The existence of former races of animals does not depend solely upon the remains which their structure has left in the form of their bones, teeth, or other solid parts. We have sufficient evidence to shew, that forms, of which we have no particle left, have at various times been inhabitants of portions of our earth, leaving no other traces of their former existence save their footprints on the soil over which they traversed.

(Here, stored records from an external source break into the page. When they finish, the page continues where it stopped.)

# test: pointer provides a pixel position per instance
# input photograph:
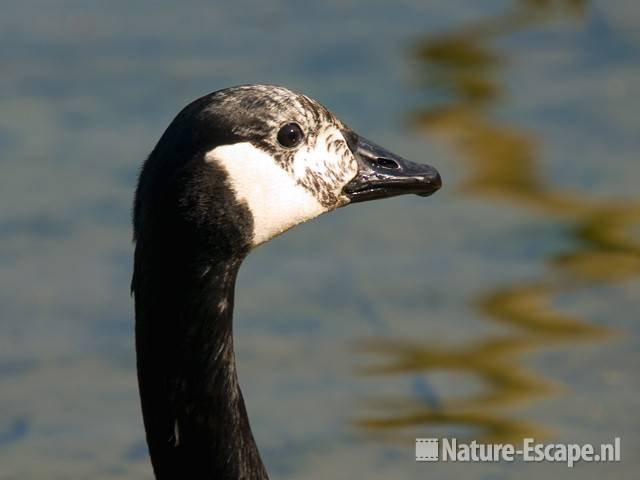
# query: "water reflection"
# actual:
(502, 161)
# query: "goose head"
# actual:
(247, 163)
(234, 169)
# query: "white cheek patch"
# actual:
(329, 161)
(275, 200)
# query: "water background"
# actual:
(504, 306)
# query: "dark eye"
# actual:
(290, 135)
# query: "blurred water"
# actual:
(504, 306)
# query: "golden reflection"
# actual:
(503, 164)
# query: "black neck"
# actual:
(194, 414)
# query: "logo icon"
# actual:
(426, 449)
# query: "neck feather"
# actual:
(194, 413)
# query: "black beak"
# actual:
(382, 174)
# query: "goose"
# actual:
(234, 169)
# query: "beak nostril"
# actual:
(387, 163)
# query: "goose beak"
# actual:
(382, 174)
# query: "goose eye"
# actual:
(290, 135)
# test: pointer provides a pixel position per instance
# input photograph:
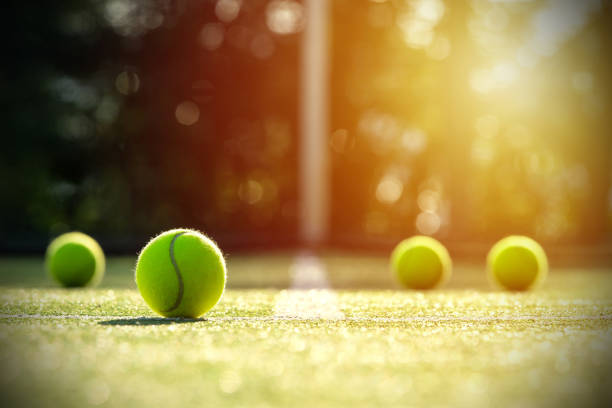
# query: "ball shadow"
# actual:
(148, 321)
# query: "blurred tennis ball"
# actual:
(75, 259)
(421, 262)
(181, 273)
(517, 263)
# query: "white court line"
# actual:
(297, 318)
(318, 302)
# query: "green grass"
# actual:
(466, 345)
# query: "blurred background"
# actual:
(465, 120)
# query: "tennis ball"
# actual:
(75, 259)
(421, 262)
(181, 273)
(517, 263)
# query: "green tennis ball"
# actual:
(517, 263)
(75, 259)
(181, 273)
(421, 262)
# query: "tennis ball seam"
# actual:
(181, 286)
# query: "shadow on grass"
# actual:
(148, 321)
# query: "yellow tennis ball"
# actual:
(517, 263)
(421, 262)
(75, 259)
(181, 273)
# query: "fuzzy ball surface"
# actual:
(75, 259)
(181, 273)
(517, 263)
(421, 262)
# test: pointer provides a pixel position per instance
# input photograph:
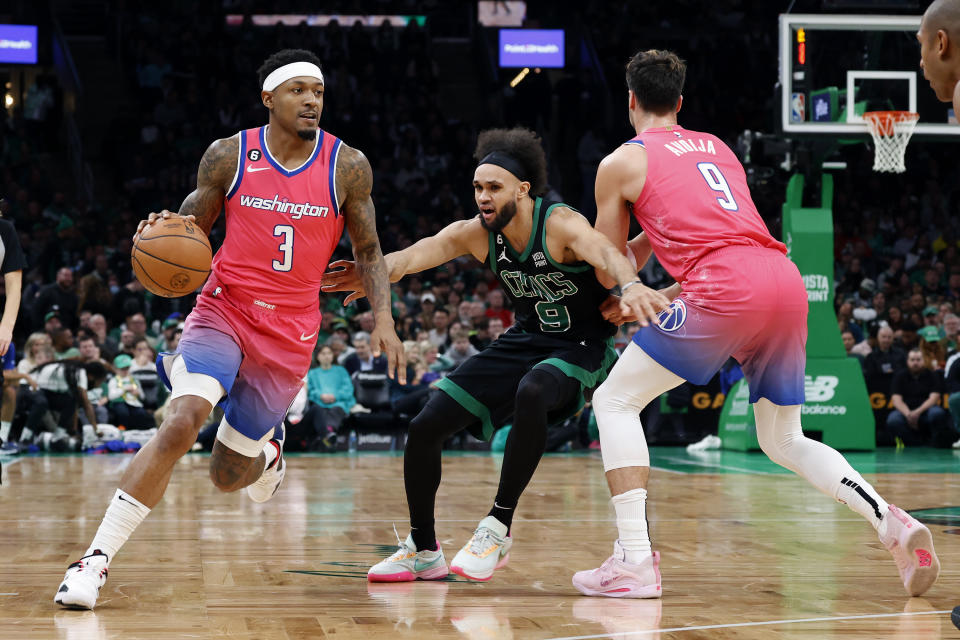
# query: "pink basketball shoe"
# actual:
(911, 544)
(618, 579)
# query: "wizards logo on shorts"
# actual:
(673, 317)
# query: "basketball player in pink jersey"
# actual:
(288, 189)
(741, 296)
(939, 37)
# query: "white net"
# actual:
(891, 131)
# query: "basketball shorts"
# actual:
(486, 384)
(259, 350)
(745, 302)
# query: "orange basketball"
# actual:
(172, 258)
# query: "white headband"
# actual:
(292, 70)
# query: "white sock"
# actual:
(124, 514)
(631, 510)
(782, 439)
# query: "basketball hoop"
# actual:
(891, 131)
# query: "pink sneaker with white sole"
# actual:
(618, 579)
(911, 544)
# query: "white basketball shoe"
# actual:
(487, 550)
(268, 483)
(81, 585)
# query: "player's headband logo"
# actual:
(508, 162)
(292, 70)
(673, 317)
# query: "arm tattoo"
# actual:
(355, 180)
(217, 168)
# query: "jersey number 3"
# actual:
(716, 181)
(286, 247)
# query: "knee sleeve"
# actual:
(778, 431)
(635, 380)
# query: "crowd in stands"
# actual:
(88, 332)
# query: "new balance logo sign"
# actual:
(821, 388)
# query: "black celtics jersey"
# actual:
(558, 300)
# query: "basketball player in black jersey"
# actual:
(544, 255)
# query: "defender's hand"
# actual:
(154, 217)
(644, 303)
(384, 339)
(345, 279)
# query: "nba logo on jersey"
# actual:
(673, 317)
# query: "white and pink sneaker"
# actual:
(911, 544)
(618, 579)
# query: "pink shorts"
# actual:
(257, 349)
(745, 302)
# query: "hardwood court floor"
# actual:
(748, 552)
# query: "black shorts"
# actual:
(486, 384)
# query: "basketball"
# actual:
(171, 258)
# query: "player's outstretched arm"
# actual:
(456, 239)
(620, 179)
(355, 181)
(202, 206)
(593, 247)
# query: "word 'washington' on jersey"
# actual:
(682, 146)
(548, 286)
(296, 209)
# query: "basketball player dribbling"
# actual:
(288, 189)
(741, 296)
(939, 37)
(544, 255)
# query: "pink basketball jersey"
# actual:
(282, 225)
(695, 199)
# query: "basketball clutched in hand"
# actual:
(172, 257)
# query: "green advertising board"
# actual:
(837, 404)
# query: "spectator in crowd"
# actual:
(89, 351)
(933, 348)
(126, 397)
(63, 346)
(36, 342)
(62, 386)
(108, 346)
(58, 296)
(883, 362)
(96, 393)
(167, 329)
(362, 359)
(907, 337)
(144, 369)
(428, 304)
(330, 392)
(917, 418)
(951, 329)
(439, 335)
(460, 347)
(848, 343)
(952, 387)
(496, 328)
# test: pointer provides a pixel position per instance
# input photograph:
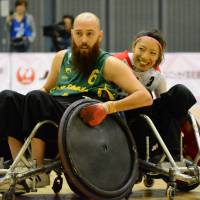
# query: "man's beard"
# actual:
(86, 61)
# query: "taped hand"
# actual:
(94, 114)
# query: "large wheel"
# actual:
(99, 162)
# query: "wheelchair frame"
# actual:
(184, 171)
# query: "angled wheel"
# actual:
(99, 162)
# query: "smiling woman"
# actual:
(170, 108)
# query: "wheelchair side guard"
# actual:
(99, 162)
(183, 175)
(12, 176)
(191, 139)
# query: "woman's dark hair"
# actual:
(21, 2)
(156, 34)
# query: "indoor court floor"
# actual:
(139, 192)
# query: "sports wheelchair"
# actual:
(101, 162)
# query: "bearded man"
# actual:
(87, 70)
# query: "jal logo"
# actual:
(25, 75)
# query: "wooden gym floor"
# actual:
(140, 192)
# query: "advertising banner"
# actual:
(183, 68)
(29, 70)
(4, 71)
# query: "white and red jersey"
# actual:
(152, 79)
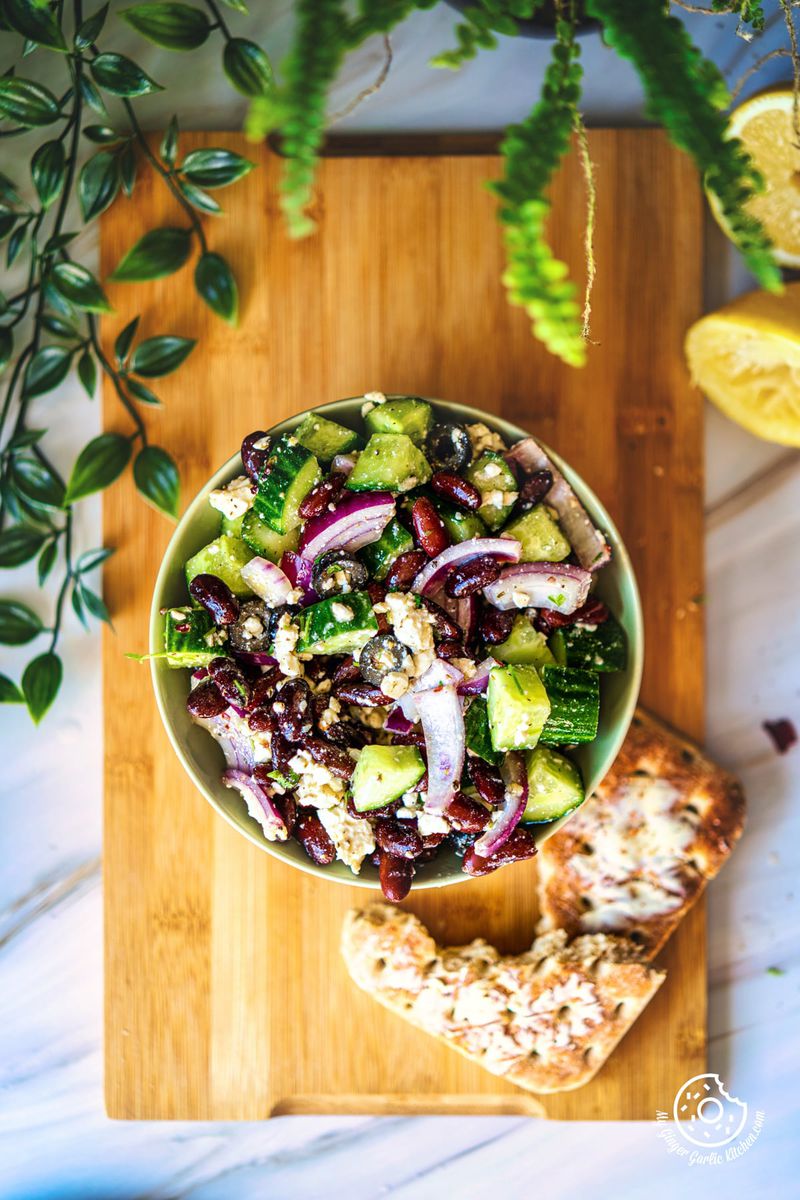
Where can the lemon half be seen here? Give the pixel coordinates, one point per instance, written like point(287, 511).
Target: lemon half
point(765, 127)
point(746, 359)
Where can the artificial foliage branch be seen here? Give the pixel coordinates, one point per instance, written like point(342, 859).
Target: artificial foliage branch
point(49, 327)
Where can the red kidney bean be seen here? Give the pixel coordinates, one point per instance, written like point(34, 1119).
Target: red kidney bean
point(324, 493)
point(465, 815)
point(404, 570)
point(364, 694)
point(206, 700)
point(443, 627)
point(314, 840)
point(254, 460)
point(396, 875)
point(293, 709)
point(337, 761)
point(519, 845)
point(398, 838)
point(487, 781)
point(456, 490)
point(216, 598)
point(494, 627)
point(233, 684)
point(428, 527)
point(470, 577)
point(451, 651)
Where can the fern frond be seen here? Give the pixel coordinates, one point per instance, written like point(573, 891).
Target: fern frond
point(686, 93)
point(531, 151)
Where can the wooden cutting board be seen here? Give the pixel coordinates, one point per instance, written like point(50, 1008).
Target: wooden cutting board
point(224, 993)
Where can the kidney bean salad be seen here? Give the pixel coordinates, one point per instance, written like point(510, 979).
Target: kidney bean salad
point(394, 640)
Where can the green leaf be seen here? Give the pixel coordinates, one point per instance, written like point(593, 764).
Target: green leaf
point(48, 367)
point(127, 168)
point(216, 285)
point(158, 253)
point(161, 355)
point(88, 373)
point(156, 477)
point(102, 135)
point(37, 483)
point(41, 682)
point(18, 623)
point(47, 562)
point(79, 287)
point(176, 27)
point(26, 102)
point(92, 558)
point(35, 22)
point(89, 29)
point(6, 348)
point(247, 67)
point(91, 96)
point(59, 327)
point(120, 76)
point(143, 394)
point(124, 341)
point(215, 168)
point(199, 199)
point(48, 171)
point(169, 143)
point(97, 466)
point(18, 545)
point(98, 184)
point(10, 693)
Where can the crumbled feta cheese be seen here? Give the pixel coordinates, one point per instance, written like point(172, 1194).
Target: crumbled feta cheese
point(342, 611)
point(353, 837)
point(483, 438)
point(286, 640)
point(234, 499)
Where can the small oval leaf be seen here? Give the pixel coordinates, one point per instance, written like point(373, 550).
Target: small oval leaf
point(247, 67)
point(121, 76)
point(79, 287)
point(97, 466)
point(18, 623)
point(158, 253)
point(176, 27)
point(18, 545)
point(41, 682)
point(48, 367)
point(161, 355)
point(156, 477)
point(216, 285)
point(48, 169)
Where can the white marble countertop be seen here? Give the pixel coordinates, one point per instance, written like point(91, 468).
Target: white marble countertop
point(54, 1137)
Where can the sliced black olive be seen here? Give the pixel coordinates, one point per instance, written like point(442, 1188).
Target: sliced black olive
point(251, 630)
point(336, 573)
point(447, 448)
point(382, 655)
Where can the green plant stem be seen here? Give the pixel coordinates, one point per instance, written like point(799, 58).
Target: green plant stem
point(197, 226)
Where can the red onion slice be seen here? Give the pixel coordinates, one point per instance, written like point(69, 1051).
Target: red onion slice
point(504, 821)
point(560, 587)
point(443, 725)
point(354, 522)
point(433, 574)
point(587, 541)
point(259, 804)
point(268, 581)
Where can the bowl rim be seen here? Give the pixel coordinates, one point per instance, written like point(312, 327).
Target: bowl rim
point(467, 414)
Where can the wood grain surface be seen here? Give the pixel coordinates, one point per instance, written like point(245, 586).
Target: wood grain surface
point(224, 993)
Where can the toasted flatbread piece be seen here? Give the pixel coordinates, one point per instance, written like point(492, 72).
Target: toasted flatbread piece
point(545, 1020)
point(641, 850)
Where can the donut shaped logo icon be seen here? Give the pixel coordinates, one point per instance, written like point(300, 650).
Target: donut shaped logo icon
point(704, 1113)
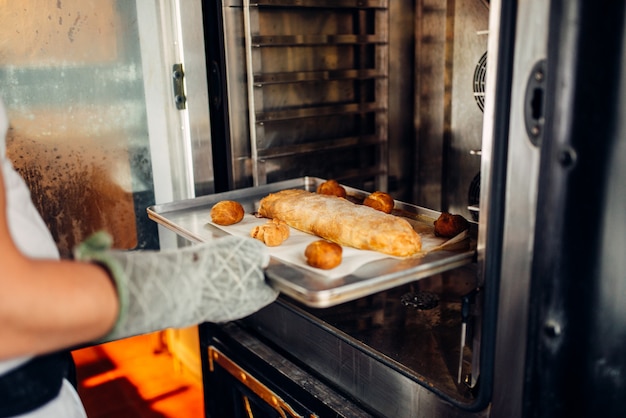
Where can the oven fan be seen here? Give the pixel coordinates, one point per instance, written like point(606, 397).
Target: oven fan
point(479, 81)
point(473, 196)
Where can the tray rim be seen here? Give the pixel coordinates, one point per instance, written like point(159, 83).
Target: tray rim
point(326, 297)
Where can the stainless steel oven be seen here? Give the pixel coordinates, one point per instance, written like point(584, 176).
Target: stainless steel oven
point(509, 113)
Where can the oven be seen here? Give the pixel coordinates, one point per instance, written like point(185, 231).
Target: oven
point(509, 113)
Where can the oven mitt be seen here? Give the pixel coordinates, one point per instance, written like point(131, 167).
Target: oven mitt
point(219, 281)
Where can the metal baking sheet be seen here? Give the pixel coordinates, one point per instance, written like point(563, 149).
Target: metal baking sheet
point(190, 219)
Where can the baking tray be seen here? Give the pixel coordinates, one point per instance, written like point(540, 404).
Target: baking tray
point(191, 219)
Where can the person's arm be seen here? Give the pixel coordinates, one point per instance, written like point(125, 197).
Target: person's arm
point(46, 305)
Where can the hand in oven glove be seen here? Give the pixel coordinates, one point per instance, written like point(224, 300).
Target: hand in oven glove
point(218, 281)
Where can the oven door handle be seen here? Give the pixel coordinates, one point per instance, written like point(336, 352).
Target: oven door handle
point(245, 378)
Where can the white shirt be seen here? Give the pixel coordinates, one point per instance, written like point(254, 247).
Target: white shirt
point(32, 237)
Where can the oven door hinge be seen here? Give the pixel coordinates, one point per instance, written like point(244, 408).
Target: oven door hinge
point(178, 84)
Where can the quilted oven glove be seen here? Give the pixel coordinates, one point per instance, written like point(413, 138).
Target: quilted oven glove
point(218, 281)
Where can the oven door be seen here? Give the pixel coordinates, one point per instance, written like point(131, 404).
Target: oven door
point(244, 377)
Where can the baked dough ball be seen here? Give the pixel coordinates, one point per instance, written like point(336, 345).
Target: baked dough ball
point(227, 212)
point(380, 201)
point(448, 225)
point(323, 254)
point(273, 233)
point(331, 187)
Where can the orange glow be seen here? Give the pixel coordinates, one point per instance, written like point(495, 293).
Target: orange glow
point(138, 378)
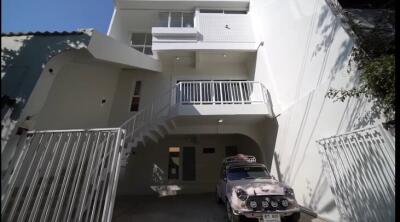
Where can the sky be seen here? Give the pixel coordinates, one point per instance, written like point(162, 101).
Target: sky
point(55, 15)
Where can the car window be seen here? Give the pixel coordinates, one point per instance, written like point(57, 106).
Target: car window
point(239, 173)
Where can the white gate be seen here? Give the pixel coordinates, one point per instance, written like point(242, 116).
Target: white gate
point(63, 175)
point(361, 169)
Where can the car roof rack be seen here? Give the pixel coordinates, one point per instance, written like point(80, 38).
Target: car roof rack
point(239, 159)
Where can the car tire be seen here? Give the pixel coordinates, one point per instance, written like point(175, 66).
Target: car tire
point(295, 217)
point(231, 217)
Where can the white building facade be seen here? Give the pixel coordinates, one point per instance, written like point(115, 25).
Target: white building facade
point(193, 81)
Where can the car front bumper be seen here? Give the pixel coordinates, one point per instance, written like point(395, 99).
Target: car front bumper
point(258, 214)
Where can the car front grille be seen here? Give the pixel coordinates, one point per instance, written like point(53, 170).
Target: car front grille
point(261, 198)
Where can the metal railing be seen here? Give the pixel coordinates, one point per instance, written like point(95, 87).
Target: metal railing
point(220, 92)
point(71, 175)
point(360, 166)
point(64, 175)
point(197, 92)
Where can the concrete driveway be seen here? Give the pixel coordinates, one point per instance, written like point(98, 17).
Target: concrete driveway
point(180, 208)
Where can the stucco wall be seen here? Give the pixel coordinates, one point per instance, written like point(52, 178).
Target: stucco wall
point(74, 100)
point(305, 52)
point(156, 84)
point(212, 28)
point(142, 164)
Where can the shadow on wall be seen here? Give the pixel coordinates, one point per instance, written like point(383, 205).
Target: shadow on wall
point(21, 67)
point(161, 185)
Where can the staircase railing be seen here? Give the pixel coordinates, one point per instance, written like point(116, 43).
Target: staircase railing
point(71, 175)
point(64, 175)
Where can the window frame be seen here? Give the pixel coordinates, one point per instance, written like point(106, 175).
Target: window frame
point(181, 18)
point(135, 95)
point(145, 45)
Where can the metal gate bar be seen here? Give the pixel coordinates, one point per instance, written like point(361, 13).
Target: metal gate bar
point(360, 166)
point(64, 175)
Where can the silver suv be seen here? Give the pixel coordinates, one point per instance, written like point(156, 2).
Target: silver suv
point(248, 190)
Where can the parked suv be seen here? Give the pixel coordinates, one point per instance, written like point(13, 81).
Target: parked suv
point(248, 190)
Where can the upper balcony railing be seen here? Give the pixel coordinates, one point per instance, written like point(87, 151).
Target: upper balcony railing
point(187, 93)
point(220, 92)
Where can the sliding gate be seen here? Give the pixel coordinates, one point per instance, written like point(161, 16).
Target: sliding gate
point(360, 166)
point(63, 175)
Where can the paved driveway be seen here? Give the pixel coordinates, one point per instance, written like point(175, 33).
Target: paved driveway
point(181, 208)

The description of these footprints, and the inferences which have been drawn from them, has given rise to a branch of paleontology called Ichnology, and to this branch we are indebted for many important additions to our geological knowledge. The Indian hunter, as he pursues that vocation to which he owes his existence, acquires information concerning the various kind of animals which are likely to become his spoil, from the impress which they have made during their progress from one place to another; and the ichnologist, by examining the different tracks which he finds on the several beds of sandstone, arrives at a knowledge of the animals which have formed these tracks, and also infers from them what were the circumstances and conditions required by these animals when they were tenants of the sandy shore, which at early periods margined the tremulous sea.